Shadow of novel rotating black holes in GR coupled to nonlinear electrodynamics and constraints from EHT results

TL;DR

This paper investigates the optical properties and shadow of a novel rotating black hole in GR coupled with nonlinear electrodynamics, analyzing how spin, charge, and NED parameters affect shadow shape and constraining these parameters using EHT observations.

Contribution

It introduces a new regular rotating black hole solution in GR with NED, analyzes its shadow and photon orbits, and constrains model parameters using EHT data.

Findings

Increased spin and charge increase shadow distortion.

Shadow area and oblateness decrease with NED parameters.

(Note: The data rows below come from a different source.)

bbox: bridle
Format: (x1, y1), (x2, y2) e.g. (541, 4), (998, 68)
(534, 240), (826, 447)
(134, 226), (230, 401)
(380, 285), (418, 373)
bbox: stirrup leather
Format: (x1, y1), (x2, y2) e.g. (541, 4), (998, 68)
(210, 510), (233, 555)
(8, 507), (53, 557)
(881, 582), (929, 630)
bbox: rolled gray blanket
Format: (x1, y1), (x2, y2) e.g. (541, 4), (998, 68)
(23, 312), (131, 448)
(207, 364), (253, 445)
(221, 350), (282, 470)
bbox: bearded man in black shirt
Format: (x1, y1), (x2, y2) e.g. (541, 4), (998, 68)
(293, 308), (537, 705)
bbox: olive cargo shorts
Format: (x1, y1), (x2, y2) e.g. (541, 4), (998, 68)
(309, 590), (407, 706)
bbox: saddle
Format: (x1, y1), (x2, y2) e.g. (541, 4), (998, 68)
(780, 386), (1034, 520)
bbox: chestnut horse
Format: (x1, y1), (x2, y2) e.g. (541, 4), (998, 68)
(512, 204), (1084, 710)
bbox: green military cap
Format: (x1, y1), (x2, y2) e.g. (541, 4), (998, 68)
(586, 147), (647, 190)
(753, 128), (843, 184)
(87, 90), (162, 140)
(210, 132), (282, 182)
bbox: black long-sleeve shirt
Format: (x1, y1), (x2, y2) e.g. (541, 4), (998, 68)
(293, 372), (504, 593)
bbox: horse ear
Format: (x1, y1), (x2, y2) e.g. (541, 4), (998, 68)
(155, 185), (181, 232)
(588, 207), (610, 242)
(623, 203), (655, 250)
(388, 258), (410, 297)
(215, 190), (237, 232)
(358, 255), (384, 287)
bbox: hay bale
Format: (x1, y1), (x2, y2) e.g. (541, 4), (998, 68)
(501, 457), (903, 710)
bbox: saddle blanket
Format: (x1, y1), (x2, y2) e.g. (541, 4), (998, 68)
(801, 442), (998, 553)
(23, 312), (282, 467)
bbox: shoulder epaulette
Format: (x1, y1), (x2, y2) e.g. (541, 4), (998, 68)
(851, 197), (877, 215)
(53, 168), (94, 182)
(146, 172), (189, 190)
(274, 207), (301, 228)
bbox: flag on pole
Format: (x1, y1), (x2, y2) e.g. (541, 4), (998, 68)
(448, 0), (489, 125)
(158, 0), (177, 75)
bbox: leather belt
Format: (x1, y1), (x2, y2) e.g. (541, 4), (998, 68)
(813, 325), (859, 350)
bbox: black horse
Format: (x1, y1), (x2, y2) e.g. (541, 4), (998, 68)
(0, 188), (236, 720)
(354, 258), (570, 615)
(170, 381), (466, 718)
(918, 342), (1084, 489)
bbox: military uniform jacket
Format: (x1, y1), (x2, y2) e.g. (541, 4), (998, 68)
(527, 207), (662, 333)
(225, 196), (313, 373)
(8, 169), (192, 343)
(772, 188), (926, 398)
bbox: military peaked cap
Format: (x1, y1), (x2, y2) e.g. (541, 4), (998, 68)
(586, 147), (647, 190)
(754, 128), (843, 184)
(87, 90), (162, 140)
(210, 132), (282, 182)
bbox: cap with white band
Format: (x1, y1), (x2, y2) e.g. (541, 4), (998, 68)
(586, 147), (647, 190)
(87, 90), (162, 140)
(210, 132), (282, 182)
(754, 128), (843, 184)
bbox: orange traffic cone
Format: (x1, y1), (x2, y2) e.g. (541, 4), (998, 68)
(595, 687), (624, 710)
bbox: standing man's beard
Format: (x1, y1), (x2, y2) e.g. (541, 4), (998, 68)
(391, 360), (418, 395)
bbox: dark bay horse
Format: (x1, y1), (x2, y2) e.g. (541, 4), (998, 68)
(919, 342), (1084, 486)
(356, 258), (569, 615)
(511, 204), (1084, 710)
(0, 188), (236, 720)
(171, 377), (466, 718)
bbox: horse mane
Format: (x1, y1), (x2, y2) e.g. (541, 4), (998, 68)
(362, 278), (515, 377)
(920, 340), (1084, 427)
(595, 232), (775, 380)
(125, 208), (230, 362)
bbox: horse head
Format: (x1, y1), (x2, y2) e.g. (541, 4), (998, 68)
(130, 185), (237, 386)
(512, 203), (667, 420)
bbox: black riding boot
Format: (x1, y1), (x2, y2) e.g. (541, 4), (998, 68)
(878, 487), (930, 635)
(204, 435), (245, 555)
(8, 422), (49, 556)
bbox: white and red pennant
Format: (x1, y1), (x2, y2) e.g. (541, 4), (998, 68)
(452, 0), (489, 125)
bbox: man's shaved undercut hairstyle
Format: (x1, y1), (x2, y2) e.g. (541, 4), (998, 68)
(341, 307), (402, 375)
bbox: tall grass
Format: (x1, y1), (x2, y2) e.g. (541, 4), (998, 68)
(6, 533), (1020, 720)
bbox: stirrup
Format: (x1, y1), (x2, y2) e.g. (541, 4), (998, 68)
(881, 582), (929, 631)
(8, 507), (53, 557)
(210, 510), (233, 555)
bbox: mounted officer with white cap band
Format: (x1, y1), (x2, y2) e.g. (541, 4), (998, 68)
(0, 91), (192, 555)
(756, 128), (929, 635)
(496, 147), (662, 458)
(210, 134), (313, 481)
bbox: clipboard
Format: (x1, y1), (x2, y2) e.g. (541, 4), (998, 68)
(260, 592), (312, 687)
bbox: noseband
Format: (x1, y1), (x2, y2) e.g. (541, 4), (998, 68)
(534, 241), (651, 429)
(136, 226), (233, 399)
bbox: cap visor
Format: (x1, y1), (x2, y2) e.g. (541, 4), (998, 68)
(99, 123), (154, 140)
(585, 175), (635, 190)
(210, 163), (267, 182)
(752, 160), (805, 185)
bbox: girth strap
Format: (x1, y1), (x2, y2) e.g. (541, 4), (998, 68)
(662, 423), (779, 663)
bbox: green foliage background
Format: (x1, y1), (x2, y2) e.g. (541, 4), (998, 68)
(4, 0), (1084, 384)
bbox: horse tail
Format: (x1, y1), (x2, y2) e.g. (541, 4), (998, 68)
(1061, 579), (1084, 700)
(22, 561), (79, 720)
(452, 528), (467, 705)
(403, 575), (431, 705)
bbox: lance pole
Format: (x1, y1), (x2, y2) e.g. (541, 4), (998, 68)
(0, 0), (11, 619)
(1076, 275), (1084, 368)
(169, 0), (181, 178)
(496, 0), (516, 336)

Constraints on black hole charge and NED parameters from EHT data.

Abstract

We study the optical properties of spacetime around a novel regular black hole (BH) in general relativity (GR) coupled to nonlinear electrodynamics (NED), which is asymptotically flat. First, we study the angular velocity and Lyapunov exponent in unstable photon circular orbits in the novel spherically symmetric BH spacetime. Later, the rotating regular BH solution is obtained using the Newmann-Janis algorithm, and the event horizon properties of the BH are determined. We analyze the effective potential for the circular motion of photons in the spacetime of the novel rotating BH. Also, we analyze the photon sphere around the novel BH and its shadow using celestial coordinates. We obtain that an increase of the BH spin and charge as well as NED field nonlinearity parameters causes an increase in the distortion parameter of the BH shadow, while, the area of the shadow and its oblateness decrease. Moreover, we also obtain the constraint values for the BH charge and the nonlinearity parameters using Event Horizon Telescope data from shadow sizes of supermassive BHs Sgr A* and M87*. Finally, the emission rate of BH evaporation through Hawking radiation is also studied.